THE PROBELM lies in that COUT has a implicit cancelation point!
We need to code like this:
pthread_setcancelstate(PTHREAD_CANCEL_ENABLE,NULL);
pthread_testcancel();
pthread_setcancelstate(PTHREAD_CANCEL_DISABLE,NULL);
and make the thread at the beginning :
pthread_setcancelstate(PTHREAD_CANCEL_DISABLE,NULL);
That ensures that only pthread_cancel() has a cancelation point...
Try commenting out the line pthread_detach(thread_id); and run it. You are creating the thread as detached with your pthread_attr_t.
Either that, or try passing NULL instead of &attr in the pthread_create (so that the thread is not created detached) and run it.

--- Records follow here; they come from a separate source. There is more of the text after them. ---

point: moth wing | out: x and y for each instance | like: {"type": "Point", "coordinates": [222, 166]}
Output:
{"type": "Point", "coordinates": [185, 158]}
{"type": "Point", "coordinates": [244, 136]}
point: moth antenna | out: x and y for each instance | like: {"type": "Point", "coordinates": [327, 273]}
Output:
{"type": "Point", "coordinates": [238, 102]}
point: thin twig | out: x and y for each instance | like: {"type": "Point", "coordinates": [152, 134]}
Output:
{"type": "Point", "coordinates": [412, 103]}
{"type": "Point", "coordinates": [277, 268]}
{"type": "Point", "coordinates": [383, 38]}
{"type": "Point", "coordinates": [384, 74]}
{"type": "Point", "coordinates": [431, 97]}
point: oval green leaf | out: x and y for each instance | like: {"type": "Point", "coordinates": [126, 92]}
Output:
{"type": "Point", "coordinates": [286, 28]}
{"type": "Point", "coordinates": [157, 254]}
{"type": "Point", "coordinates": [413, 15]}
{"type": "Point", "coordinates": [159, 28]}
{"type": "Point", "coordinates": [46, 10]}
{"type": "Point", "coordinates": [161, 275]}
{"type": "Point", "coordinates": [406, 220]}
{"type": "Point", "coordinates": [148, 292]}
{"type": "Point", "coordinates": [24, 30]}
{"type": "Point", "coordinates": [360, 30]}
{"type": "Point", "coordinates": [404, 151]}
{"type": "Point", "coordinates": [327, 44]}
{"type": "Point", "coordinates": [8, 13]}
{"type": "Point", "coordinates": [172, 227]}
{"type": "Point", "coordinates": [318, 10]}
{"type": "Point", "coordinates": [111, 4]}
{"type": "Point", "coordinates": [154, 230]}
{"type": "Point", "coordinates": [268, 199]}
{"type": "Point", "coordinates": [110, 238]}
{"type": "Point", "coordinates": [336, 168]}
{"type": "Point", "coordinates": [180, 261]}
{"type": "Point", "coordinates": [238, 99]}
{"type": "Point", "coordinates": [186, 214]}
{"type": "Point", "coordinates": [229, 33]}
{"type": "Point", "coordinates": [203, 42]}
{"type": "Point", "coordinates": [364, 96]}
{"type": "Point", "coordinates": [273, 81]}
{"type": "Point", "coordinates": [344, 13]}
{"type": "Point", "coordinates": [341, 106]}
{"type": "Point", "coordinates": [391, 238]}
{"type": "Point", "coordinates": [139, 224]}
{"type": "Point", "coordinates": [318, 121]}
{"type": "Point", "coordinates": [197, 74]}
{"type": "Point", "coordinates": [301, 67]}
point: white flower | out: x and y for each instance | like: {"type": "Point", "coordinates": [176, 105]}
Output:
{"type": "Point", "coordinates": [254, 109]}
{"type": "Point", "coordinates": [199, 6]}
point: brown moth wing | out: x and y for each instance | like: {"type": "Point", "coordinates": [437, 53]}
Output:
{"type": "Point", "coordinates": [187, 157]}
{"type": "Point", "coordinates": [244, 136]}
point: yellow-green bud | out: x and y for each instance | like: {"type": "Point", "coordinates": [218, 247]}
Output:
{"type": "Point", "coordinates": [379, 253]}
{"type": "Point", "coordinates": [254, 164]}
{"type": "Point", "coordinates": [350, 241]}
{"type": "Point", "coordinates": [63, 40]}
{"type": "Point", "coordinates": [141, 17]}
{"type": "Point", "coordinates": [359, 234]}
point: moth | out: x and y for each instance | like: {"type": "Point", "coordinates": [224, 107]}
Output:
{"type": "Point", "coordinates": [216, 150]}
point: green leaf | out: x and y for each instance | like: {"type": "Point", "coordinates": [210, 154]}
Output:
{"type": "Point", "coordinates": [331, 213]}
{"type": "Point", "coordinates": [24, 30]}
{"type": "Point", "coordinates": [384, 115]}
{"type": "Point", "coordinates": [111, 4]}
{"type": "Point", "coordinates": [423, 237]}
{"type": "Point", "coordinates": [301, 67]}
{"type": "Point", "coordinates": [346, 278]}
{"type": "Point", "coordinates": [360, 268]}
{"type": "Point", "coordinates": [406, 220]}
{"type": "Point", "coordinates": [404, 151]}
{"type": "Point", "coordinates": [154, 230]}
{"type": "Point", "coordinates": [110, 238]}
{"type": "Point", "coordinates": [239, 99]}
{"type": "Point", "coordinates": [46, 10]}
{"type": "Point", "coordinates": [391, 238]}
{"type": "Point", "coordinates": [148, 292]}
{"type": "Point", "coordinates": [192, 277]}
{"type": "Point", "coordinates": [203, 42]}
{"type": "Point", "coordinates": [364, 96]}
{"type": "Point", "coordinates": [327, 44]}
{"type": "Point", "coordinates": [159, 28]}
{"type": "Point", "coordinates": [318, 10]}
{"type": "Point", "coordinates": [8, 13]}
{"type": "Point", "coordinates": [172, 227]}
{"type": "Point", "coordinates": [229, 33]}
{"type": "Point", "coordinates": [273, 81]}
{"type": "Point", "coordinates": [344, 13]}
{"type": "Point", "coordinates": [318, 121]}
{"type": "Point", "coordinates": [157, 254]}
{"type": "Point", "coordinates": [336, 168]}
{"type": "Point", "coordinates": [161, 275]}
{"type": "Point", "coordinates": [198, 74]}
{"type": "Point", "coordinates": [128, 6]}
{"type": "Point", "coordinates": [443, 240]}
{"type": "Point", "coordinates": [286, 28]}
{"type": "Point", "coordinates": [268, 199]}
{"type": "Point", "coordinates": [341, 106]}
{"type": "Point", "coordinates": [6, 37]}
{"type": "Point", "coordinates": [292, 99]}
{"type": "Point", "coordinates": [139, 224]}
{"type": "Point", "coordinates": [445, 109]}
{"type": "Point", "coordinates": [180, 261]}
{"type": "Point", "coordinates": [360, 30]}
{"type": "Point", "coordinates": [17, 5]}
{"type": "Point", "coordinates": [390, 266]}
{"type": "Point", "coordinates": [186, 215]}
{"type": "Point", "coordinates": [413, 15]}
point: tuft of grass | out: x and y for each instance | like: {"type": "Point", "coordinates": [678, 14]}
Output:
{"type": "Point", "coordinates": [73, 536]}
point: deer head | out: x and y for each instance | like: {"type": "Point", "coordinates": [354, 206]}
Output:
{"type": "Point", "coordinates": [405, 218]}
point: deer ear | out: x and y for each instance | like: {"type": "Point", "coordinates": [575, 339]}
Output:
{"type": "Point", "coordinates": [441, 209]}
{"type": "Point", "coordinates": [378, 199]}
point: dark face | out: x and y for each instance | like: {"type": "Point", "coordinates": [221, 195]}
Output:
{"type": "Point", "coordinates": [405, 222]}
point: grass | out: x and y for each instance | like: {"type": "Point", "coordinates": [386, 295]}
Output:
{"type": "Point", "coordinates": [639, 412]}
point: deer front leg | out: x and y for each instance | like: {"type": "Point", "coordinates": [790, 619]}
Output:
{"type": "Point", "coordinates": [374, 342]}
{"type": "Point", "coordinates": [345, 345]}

I would guess that if the timing is right, the (already detached) thread is gone by the time the main thread attempts the pthread_detach, and you are going off into Never Never Land in pthread_detach.
Edit:
If cout has an implicit cancelation point as Gabriel points out, then most likely what happens is that the thread cancels while holding the mutex (it never makes it to pthreads_unlock_mutex after the cout), and so anybody else waiting on the mutex will be blocked forever.
If the only resource you need to worry about is the mutex, you could keep track of whether or not your thread has it locked and then unlock it in the cleanup, assuming that cleanup runs in the same thread.
Take a look here, page 157 on: PThreads Primer.